Hoy sigo frecuentando esos sitios, no creo nunca dejar de hacerlo, pero la sensación que experimento es otra. Hoy, las conversaciones de las personas de la mesa de al lado han dejado de ser historias, para convertirse en ruido. A veces, ni siquiera hay personas a mi lado. Hoy me siento acosado por el sonido del tráfico, por el chillar de las puertas, por las miradas de los mozos. Hoy, el silencio me perturba, me convierte en otra persona. Una persona sorda, incapaz de oír su propia voz, incapaz de comprender sus pensamientos, una persona cuyo santuario está en llamas, derrumbado.

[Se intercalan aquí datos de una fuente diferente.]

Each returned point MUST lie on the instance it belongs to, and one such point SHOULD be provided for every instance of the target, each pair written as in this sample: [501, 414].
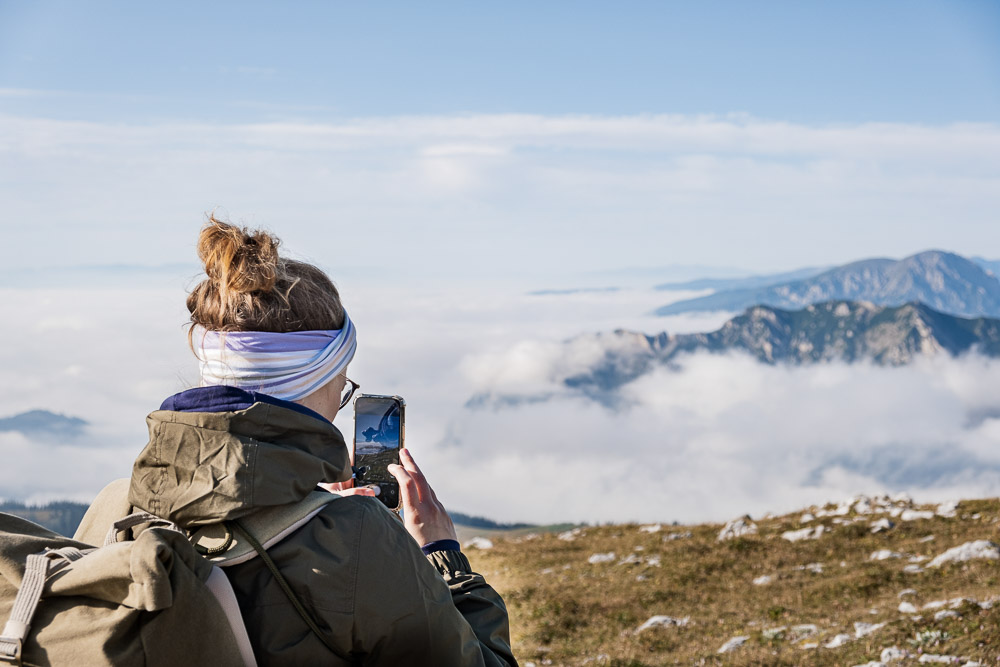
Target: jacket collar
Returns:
[223, 453]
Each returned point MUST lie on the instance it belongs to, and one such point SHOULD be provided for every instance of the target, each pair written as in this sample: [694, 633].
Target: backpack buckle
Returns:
[10, 650]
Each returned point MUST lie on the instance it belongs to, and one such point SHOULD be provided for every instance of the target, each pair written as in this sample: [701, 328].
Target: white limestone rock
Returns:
[947, 509]
[938, 659]
[803, 534]
[838, 641]
[893, 654]
[738, 528]
[478, 543]
[865, 629]
[733, 644]
[881, 525]
[979, 549]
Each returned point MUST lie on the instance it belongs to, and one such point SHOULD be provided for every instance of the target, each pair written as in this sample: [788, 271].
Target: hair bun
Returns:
[237, 259]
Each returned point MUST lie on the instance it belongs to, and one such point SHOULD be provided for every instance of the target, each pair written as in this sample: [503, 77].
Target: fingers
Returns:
[408, 490]
[361, 491]
[423, 486]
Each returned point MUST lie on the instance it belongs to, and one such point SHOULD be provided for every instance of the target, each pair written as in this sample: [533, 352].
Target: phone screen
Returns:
[378, 435]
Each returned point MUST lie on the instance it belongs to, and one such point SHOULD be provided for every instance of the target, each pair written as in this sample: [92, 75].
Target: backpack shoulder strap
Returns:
[219, 584]
[219, 544]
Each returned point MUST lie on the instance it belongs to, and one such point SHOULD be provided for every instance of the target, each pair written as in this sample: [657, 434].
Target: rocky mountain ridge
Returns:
[833, 331]
[873, 581]
[946, 282]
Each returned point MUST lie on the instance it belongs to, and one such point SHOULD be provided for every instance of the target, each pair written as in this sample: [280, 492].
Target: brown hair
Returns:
[251, 288]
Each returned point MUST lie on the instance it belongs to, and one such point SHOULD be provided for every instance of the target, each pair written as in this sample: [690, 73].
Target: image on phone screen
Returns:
[377, 439]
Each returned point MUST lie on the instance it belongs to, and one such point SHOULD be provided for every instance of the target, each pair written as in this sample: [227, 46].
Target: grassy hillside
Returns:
[579, 598]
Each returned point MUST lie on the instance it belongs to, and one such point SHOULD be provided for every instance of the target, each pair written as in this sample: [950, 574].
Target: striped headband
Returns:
[283, 365]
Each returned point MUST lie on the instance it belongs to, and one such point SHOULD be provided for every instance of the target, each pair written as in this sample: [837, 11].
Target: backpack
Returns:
[160, 599]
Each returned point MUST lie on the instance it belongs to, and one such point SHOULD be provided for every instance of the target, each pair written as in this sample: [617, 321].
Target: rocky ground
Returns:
[869, 581]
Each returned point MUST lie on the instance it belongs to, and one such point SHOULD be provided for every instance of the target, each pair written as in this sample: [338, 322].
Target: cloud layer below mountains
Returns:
[506, 196]
[721, 437]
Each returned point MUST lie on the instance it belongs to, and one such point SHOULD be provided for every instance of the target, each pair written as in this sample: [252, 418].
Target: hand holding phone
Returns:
[423, 514]
[378, 437]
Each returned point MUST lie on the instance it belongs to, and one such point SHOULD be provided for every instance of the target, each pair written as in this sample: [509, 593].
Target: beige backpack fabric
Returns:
[151, 601]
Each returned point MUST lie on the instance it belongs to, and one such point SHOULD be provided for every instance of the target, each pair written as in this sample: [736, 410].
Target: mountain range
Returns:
[833, 331]
[844, 331]
[946, 282]
[44, 423]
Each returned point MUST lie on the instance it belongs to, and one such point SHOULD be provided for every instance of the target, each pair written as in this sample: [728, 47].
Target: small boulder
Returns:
[601, 558]
[732, 644]
[738, 528]
[893, 654]
[478, 543]
[968, 551]
[881, 525]
[664, 622]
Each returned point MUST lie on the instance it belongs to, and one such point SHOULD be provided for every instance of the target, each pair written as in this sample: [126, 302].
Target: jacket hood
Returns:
[203, 467]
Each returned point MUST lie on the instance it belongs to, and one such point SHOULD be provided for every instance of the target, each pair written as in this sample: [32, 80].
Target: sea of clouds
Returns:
[722, 436]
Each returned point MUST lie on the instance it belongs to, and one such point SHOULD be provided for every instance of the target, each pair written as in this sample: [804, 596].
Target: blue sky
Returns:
[555, 142]
[813, 62]
[440, 160]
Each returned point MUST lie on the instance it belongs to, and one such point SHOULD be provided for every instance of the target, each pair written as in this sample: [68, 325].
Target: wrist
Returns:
[440, 545]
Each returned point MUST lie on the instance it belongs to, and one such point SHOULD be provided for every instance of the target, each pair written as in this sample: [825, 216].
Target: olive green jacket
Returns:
[356, 569]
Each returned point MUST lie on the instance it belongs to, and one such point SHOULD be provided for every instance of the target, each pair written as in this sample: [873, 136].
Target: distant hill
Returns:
[872, 580]
[44, 423]
[944, 281]
[743, 283]
[843, 331]
[832, 331]
[62, 517]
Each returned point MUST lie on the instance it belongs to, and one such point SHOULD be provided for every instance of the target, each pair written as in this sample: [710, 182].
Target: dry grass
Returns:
[566, 611]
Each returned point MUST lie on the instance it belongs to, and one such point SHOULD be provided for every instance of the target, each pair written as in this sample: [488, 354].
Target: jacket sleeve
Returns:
[408, 611]
[481, 606]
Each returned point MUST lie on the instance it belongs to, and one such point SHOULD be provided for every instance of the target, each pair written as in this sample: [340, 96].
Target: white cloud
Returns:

La vida de cada ser humano es una lucha consigo mismo, una batalla interna en la que convergen sus miedos, virtudes, esperanzas y desilusiones; y mientras todo esto sea propio de cada persona, la lucha podrá sobrellevarse. De lo contrario, cada hombre vivirá una mentira, peleando en guerras ajenas. Sólo podrá superarse aquel hombre que encuentre su propia batalla y no la abandone nunca.
Esta es mi batalla, una constante contienda contra mis ideas, contra el miedo al silencio, contra el temor al olvido, contra mis propias palabras.